Historia, która doprowadziła do licytacji części Rozbratu to historia patologii III RP. Od dawna walczymy przeciwko dzikiej reprywatyzacji tego terenu. Domagamy się aby miasto Poznań uznało, że jest jego właścicielem. Działka była publiczną własnością przez niemal 50 lat od początku PRL. Działał tu państwowy zakład pracy. Jednak u progu upadku zeszłego ustroju, prywatny „spadkobierca” działki w niejasnych okolicznościach dopisał się do jej księgi wieczystej. Zanim władze miasta i sąd zdążyli wykreślić błędny wpis w księdze, „spadkobierca” sprzedał działkę za ułamek wartości spółce-słup o nazwie DAREX. Szybka podmiana prywatnego właściciela przez sprzedaż „w dobrej wierze” do dziś utrudnia władzom miasta przywrócenie publicznej własności terenu.
Spółka-słup DAREX natychmiast zaciągnęła w banku hipotekę na realną wartość działki - wielokrotność stawki kupna. Zaraz po tym zniknęła. Opuszczone budynki zlikwidowanej fabryki w 1994 roku zajęli anarchiści i oddali ten teren w ręce Poznaniaków. Tak powstał Rozbrat, dziś najstarsze żywe, okupowane centrum społeczne we wschodniej Europie, jeden z najstarszych działających skłotów na kontynencie.
Po 31 latach, banki próbują odebrać dług zaciągnięty przez spółkę-słup DAREX. Poznański komornik Guzik zachęca sępy-milionerów do kupna nieruchomości z „wkładką mięsną”, mieszkańcami skłotu.

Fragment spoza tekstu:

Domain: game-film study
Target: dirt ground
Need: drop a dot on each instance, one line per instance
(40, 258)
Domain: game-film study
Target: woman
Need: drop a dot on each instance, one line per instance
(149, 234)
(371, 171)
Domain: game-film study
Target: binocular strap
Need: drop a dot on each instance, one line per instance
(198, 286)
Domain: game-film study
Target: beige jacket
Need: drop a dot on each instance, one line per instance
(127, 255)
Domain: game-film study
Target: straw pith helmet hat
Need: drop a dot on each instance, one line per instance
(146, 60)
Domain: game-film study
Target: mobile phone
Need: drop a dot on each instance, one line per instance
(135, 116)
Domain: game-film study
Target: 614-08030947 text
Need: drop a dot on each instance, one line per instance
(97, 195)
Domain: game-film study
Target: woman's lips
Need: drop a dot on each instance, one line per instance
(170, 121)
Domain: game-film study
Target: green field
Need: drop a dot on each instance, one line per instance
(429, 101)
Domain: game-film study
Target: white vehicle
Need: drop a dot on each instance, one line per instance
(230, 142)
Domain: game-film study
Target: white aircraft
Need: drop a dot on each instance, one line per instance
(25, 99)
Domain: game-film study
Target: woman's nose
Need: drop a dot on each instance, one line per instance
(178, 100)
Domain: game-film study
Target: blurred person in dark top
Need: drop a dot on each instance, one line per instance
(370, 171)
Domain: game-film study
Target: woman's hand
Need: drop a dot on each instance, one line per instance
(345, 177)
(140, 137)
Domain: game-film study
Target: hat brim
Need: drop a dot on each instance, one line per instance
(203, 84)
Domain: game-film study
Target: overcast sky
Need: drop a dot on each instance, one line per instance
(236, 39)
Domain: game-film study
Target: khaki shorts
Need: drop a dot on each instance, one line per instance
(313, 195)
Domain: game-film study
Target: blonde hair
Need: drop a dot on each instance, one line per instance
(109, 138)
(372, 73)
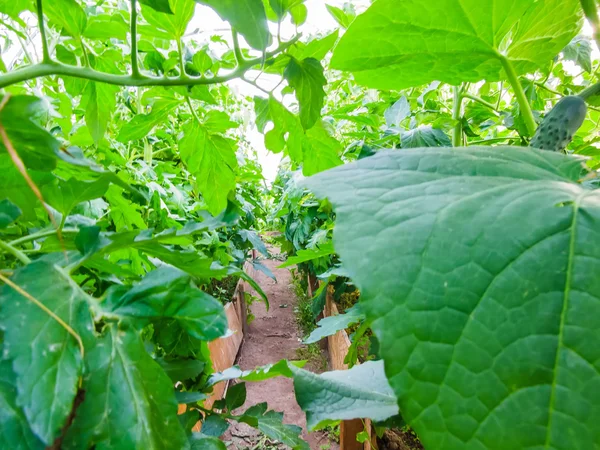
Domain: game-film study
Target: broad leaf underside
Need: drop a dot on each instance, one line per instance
(488, 304)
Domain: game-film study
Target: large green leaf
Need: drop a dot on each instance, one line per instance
(398, 44)
(173, 24)
(331, 325)
(65, 195)
(14, 187)
(158, 5)
(13, 7)
(129, 400)
(477, 266)
(248, 17)
(261, 373)
(316, 149)
(362, 392)
(46, 359)
(168, 293)
(320, 150)
(68, 15)
(34, 144)
(211, 158)
(15, 433)
(307, 79)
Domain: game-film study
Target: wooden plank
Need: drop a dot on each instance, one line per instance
(338, 346)
(223, 351)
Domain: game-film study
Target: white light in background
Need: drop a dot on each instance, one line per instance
(318, 22)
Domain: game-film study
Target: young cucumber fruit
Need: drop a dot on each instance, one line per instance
(560, 124)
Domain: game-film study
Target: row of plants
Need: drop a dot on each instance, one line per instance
(474, 255)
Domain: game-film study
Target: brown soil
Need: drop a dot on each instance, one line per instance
(272, 336)
(396, 439)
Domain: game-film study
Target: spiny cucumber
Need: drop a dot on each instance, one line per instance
(560, 124)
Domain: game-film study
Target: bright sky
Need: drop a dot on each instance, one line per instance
(318, 22)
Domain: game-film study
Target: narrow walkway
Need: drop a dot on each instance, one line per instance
(272, 336)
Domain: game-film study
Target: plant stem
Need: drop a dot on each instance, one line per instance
(456, 104)
(192, 110)
(44, 308)
(237, 51)
(485, 141)
(135, 71)
(182, 73)
(524, 105)
(42, 27)
(86, 59)
(260, 88)
(479, 100)
(15, 252)
(500, 94)
(590, 91)
(56, 68)
(591, 14)
(41, 234)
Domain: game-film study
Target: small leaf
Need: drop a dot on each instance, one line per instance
(317, 48)
(396, 113)
(168, 293)
(65, 195)
(255, 240)
(320, 150)
(214, 425)
(199, 441)
(305, 255)
(307, 79)
(579, 50)
(173, 23)
(340, 16)
(9, 212)
(261, 373)
(271, 424)
(142, 124)
(247, 17)
(236, 396)
(202, 61)
(181, 369)
(38, 148)
(362, 392)
(331, 325)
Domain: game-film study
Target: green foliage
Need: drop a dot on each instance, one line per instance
(464, 43)
(130, 189)
(530, 296)
(361, 392)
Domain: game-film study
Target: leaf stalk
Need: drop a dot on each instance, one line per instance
(55, 68)
(524, 105)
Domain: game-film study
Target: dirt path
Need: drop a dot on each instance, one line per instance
(272, 336)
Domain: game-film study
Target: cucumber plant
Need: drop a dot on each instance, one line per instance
(129, 186)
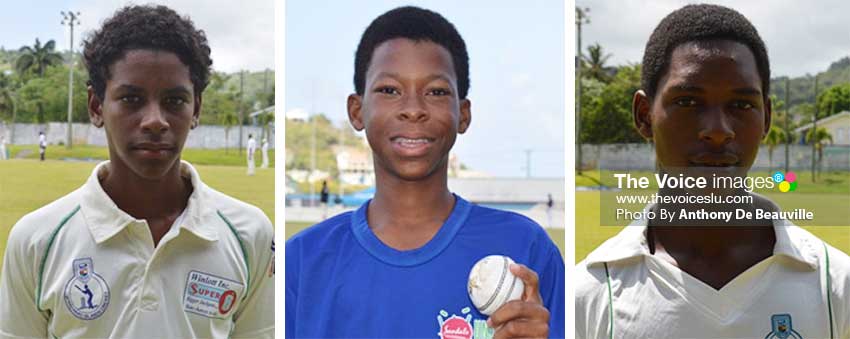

To nie pierwsza taka próba. Dzięki poprzednim masowym protestom udało nam się spłoszyć sępy. Nie jesteśmy dodatkiem do "inwestycyjnego zakupu", nie dajemy się zastraszyć i dalej prowadzimy swoją działalność społeczo-polityczno-kulturalną. Przyłącz się do nas.
Weź udział w organizowanych przez nas wydarzeniach i protestach w miesiącu wrześniu. Zapraszamy również na nasze 31 urodziny. Jesteśmy, Byliśmy, Będziemy Rozbrat Zostaje!